He said farmers' land property rights can no longer be sacrificed to reduce the costs of urbanization and industrialization, given the country's much higher level of economic development.

Wen said that farmers enjoy the legal rights of land contracts, land use and collective income distribution as basic protections, no matter if they have moved into the cities or stayed in the countryside, and no one has the power to deprive villagers of these rights.

This will undoubtedly underline the principles for the expected amendment to the Land Administration Law next year.

Wen also emphasized that it is not just necessary, but also feasible, to dramatically increase the share of the gains from land sales that goes to farmers.

Needless to say, the unfair distribution of proceeds from land sales has become a major source of social unrest in rural areas. Villagers rely on land to make a decent living, so it is understandable that they will become desperate if they do not get their due share of the proceeds from land sales.

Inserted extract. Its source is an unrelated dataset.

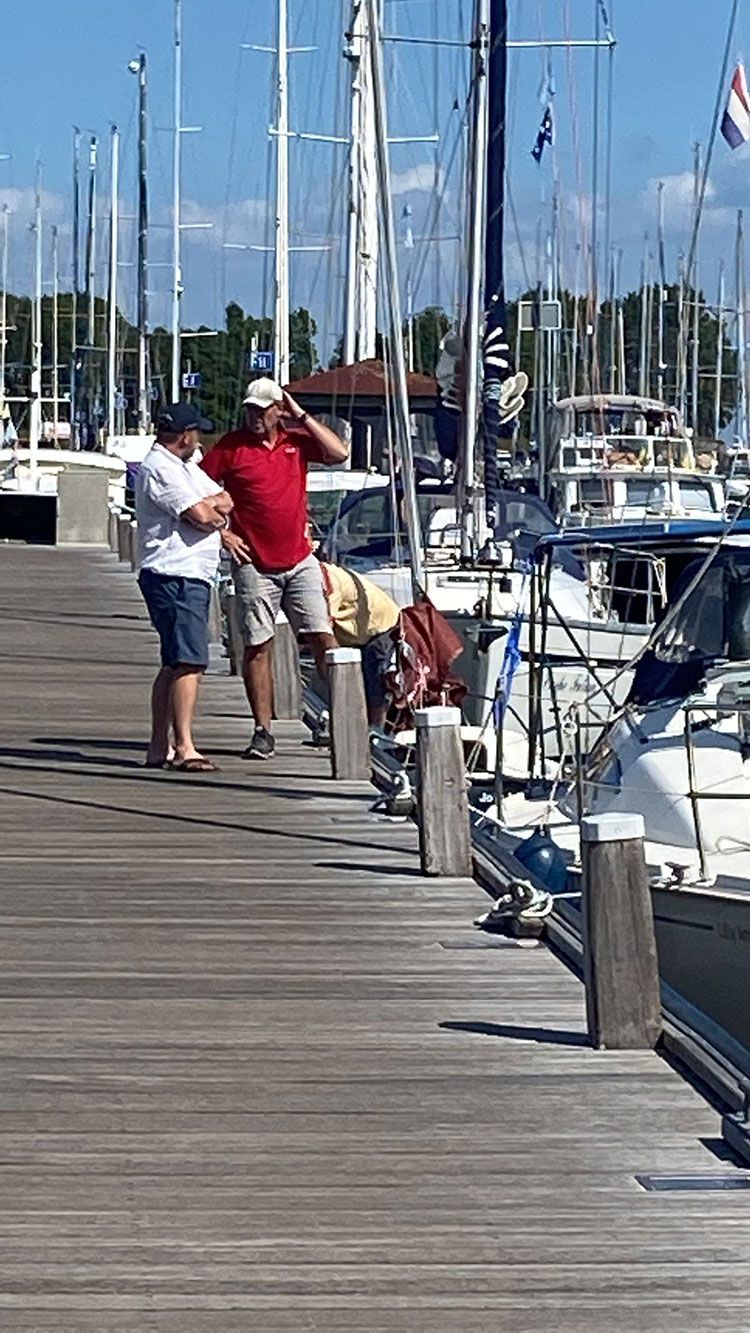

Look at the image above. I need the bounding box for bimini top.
[629,545,750,704]
[553,393,677,416]
[536,517,750,549]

Yet according to experts, rural residents receive on average only about 10 percent or less of the proceeds from land sales, the rest goes to governments at various levels.

The change in policy will predictably meet resistance from local governments, whose revenue from land sales will shrink, but it is a must if the central government is to effectively realize fairer distribution of social wealth.

Despite continuously growing in the past several years, the per capita net income for rural residents was 5,919 yuan ($935) in 2010, about 30 percent of the urban residents' per capita disposable income of 19,109 yuan, and the poverty-stricken population jumped from 26.8 million to 128 million when the poverty line was raised from 1,196 yuan to 2,300 yuan a year in November.

The shift in policy will hopefully be a shot in the arm for the central government's endeavor to increase the incomes of rural residents.

When it comes to development strategy, the gap between rural and urban areas is still the most serious stumbling block to the country's balanced and healthy progress.

As far as sustainable growth is concerned, if the distribution of income from land sales is adjusted to benefit rural residents, the share for local governments will decrease and their enthusiasm to grab land for non-agricultural use will be dampened.

As a result, it will hopefully be easier for the central government to bring under control the investment in real estate development and occupation of rural arable land, and thus promote the real economy and service sector as drivers for growth.